Caleidoscópio

Era só chuva, era só um terço, só num quarto, era um sobre muitos avos, serragem de amor descendo do que parecia ser céu. O coraçãozinho meio que agoniava. Trincaram-lhe os olhos e lhe trancaram as ilhas. Era ele ali, preso num monóculo turvo caleidoscópio. Cercado de água. Aflito, ia de rio a riso. De mar amar. Perdia-se no movimento. Amava aquela plantinha emergindo do vaso. Queria cuidar dela e depois vê-la florir. E tinha dia que ela era feijãozinho no algodão - prenunciava que não ia longe.
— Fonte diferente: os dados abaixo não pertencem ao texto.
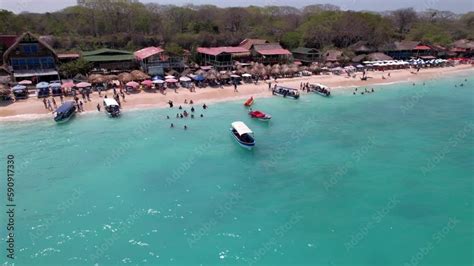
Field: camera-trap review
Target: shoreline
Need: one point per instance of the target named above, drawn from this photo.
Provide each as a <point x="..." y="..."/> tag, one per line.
<point x="33" y="109"/>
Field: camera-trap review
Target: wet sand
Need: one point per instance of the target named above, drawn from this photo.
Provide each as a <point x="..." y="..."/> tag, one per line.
<point x="33" y="108"/>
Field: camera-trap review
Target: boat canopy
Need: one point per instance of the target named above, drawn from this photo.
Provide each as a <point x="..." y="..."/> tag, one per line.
<point x="286" y="88"/>
<point x="65" y="107"/>
<point x="241" y="128"/>
<point x="110" y="102"/>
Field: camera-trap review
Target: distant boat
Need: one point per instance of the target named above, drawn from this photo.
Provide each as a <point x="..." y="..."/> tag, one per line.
<point x="286" y="92"/>
<point x="112" y="107"/>
<point x="243" y="135"/>
<point x="249" y="102"/>
<point x="65" y="112"/>
<point x="320" y="89"/>
<point x="260" y="115"/>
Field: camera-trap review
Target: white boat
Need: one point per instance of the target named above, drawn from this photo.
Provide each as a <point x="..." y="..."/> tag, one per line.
<point x="286" y="92"/>
<point x="112" y="107"/>
<point x="242" y="134"/>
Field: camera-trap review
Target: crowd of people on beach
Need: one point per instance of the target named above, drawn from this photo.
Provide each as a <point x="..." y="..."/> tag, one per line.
<point x="185" y="114"/>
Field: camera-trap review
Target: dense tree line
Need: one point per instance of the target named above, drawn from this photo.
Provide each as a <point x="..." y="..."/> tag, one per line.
<point x="130" y="26"/>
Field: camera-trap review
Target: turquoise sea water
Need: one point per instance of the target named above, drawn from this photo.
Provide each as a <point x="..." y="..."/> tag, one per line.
<point x="378" y="179"/>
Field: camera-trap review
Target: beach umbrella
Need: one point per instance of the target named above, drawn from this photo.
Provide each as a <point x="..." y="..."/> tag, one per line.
<point x="225" y="76"/>
<point x="139" y="75"/>
<point x="25" y="82"/>
<point x="125" y="77"/>
<point x="132" y="84"/>
<point x="199" y="78"/>
<point x="42" y="85"/>
<point x="147" y="82"/>
<point x="110" y="78"/>
<point x="83" y="85"/>
<point x="4" y="91"/>
<point x="69" y="84"/>
<point x="200" y="72"/>
<point x="172" y="72"/>
<point x="55" y="85"/>
<point x="96" y="78"/>
<point x="18" y="88"/>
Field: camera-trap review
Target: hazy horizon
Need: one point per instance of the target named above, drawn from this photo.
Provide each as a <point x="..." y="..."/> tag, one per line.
<point x="457" y="6"/>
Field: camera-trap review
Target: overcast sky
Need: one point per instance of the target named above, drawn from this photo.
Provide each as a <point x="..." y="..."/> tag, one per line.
<point x="458" y="6"/>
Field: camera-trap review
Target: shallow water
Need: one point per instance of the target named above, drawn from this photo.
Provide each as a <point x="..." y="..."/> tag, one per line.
<point x="378" y="179"/>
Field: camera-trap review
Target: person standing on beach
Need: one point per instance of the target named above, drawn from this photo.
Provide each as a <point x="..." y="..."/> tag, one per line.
<point x="49" y="105"/>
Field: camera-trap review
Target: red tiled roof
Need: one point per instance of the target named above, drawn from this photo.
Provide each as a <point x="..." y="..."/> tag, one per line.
<point x="422" y="47"/>
<point x="7" y="40"/>
<point x="274" y="52"/>
<point x="457" y="49"/>
<point x="248" y="43"/>
<point x="64" y="56"/>
<point x="224" y="49"/>
<point x="147" y="52"/>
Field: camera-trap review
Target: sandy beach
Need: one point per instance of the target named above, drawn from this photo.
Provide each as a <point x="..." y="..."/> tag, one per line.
<point x="33" y="108"/>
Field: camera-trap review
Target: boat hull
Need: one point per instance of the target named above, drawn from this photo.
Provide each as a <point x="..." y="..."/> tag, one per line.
<point x="245" y="145"/>
<point x="287" y="96"/>
<point x="65" y="120"/>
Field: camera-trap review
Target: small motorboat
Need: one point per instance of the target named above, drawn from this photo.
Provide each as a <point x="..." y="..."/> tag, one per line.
<point x="65" y="112"/>
<point x="286" y="92"/>
<point x="249" y="102"/>
<point x="242" y="134"/>
<point x="320" y="89"/>
<point x="260" y="115"/>
<point x="112" y="107"/>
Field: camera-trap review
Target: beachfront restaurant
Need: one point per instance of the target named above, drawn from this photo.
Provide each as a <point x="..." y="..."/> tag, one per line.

Suas raízes cada vez mais se iam pelo errado. Mas tinha o lado que crescia verde, e ele bastava para encantar. Já se imaginava a rosa, a margarida, a tulipa ou o delírio dalí subindo. Fazendo-se pétala ou pérola. Tornando-se ou não. Ela ainda acarinhável para as suas mãos. Devolver um sorriso a ela era pra ele um crime. Infringia a lógica, beirava o absurdo, beijava o absurdo. Deixava se esquecer de fazer sentido, mas era questão de força. Cavar a trincheira, guardar-se lá, deixar o tempo sumir as folhinhas verdes e só escoar o licor da indiferença. Restaria um quadro com o sorriso dela, um carinho da gentileza inconstante dela. Os dois escondidos num camafeu viúvo. Que ele apertava contra o peito pra ver se desmanchava. Ouviu um som e achou que o tinha quebrado. Era só o caleidoscópio cupido mostrando pra ele outra ela, e lá ia ele com o regador de novo, dar murro em ponta de faca.